Iedere eicel en iedere zaadcel bevatten een hele hoop erfelijk of genetisch materiaal. Zoals er geen twee gelijke mensen bestaan, bestaan er ook geen twee ei- of zaadcellen die volledig hetzelfde erfelijk materiaal bezitten. Het is dan ook toeval dat een eicel met een bepaald kenmerk bevrucht wordt door een zaadcel met juist hetzelfde kenmerk. Maar zodra ei- en zaadcel samengesmolten zijn, verloopt de manier waarop die eigenschap tot uiting komt volgens vaste regels.
Dit is erfelijkheid in een notendop.
De mens heeft zich hier altijd al voor geïnteresseerd en er zich vragen over gesteld.
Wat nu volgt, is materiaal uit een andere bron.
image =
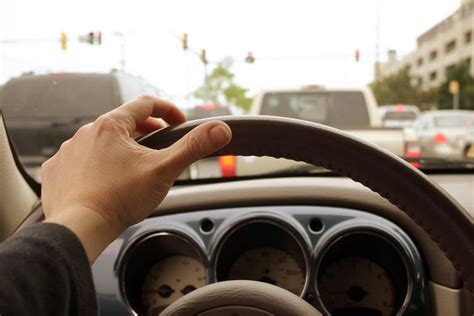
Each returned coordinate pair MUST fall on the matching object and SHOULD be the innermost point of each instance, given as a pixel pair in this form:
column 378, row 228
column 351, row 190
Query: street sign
column 454, row 87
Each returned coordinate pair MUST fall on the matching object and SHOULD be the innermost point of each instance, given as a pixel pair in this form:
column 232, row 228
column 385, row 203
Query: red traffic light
column 184, row 41
column 203, row 56
column 249, row 59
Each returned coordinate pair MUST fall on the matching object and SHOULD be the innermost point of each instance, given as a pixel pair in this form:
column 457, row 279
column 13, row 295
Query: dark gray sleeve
column 44, row 270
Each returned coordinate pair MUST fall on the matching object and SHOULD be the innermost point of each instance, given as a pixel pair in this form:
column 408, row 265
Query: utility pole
column 203, row 57
column 122, row 49
column 377, row 41
column 454, row 90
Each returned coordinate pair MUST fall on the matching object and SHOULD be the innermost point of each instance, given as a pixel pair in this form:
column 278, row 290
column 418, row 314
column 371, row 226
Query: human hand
column 101, row 181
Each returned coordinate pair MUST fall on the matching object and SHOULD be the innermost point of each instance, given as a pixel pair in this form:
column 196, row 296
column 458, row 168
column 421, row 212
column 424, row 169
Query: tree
column 399, row 89
column 459, row 72
column 220, row 87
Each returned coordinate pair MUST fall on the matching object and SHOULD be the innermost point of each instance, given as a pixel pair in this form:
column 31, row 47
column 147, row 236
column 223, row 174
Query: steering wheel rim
column 445, row 221
column 240, row 297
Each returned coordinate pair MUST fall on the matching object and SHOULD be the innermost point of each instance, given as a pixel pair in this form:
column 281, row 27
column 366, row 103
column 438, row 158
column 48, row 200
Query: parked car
column 444, row 134
column 399, row 115
column 353, row 110
column 43, row 111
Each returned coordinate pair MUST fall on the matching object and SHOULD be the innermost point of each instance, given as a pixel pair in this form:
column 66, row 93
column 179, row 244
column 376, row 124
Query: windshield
column 343, row 109
column 398, row 74
column 58, row 96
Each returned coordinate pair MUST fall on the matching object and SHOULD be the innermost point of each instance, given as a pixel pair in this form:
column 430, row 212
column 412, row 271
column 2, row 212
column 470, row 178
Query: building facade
column 446, row 44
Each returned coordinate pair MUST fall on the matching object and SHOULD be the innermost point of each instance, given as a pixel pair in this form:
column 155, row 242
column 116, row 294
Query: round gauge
column 170, row 279
column 269, row 265
column 353, row 285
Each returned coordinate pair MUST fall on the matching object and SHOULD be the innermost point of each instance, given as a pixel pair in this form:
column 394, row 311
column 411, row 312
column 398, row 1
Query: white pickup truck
column 354, row 111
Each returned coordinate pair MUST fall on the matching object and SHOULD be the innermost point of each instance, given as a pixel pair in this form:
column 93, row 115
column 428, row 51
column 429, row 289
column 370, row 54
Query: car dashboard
column 349, row 253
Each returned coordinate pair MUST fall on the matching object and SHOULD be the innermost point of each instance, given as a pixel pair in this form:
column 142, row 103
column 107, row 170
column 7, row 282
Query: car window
column 452, row 121
column 402, row 115
column 337, row 109
column 58, row 96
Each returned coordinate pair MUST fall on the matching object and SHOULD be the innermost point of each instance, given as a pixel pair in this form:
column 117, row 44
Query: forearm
column 93, row 231
column 44, row 271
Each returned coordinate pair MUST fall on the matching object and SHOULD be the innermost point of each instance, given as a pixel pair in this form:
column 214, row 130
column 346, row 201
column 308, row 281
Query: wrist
column 94, row 231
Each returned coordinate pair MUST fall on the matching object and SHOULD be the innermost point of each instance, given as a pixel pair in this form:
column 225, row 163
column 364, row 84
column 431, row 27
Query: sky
column 295, row 42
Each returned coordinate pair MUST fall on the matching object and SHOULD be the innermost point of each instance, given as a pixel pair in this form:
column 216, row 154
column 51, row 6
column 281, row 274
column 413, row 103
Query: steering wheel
column 441, row 217
column 446, row 222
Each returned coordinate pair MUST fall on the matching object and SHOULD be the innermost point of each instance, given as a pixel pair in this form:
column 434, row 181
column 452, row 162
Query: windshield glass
column 58, row 96
column 398, row 74
column 341, row 109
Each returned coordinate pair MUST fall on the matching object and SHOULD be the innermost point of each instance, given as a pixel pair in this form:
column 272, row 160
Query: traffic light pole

De wetenschap maakt het mogelijk om er voortdurend meer en betere antwoorden op te geven.

Wie moet zich vragen stellen?

Gezond zijn, dat willen we allemaal. En toch gaat het soms verkeerd.
Hoe komt dat? Hadden we het vooraf kunnen weten? Zou wat ik heb
erfelijk kunnen zijn? Hoe komt het dat mijn zusje gehandicapt is?
Waarom kan mijn broer niet zo goed leren en begrijpen?
Uit al deze vragen blijkt hoe belangrijk het is om bij afwijkingen of gezondheidsproblemen in je familie vragen te stellen aan je ouders, de huisdokter, de specialist, om de oorzaak tijdig te kunnen achterhalen.
Indien je zelf een ziekte of een handicap hebt, dan heb je wellicht vragen.
Als ouders een kind krijgen met een ernstige ziekte, zijn ze bang dat een volgend kind ook problemen zal hebben. Ook zij stellen zich dus vragen.
Als bij iemand in de familie een min of meer ernstige ziekte voorkomt die op jonge of oudere leeftijd begint, kan een erfelijke factor aan de basis liggen.
Wanneer familieleden, bijvoorbeeld een neef en nicht, een relatie hebben en samen kinderen willen, kunnen ze zich best vooraf informeren over eventuele risico’s. Hetzelfde geldt voor vrouwen ouder dan 35 jaar die kinderen wensen.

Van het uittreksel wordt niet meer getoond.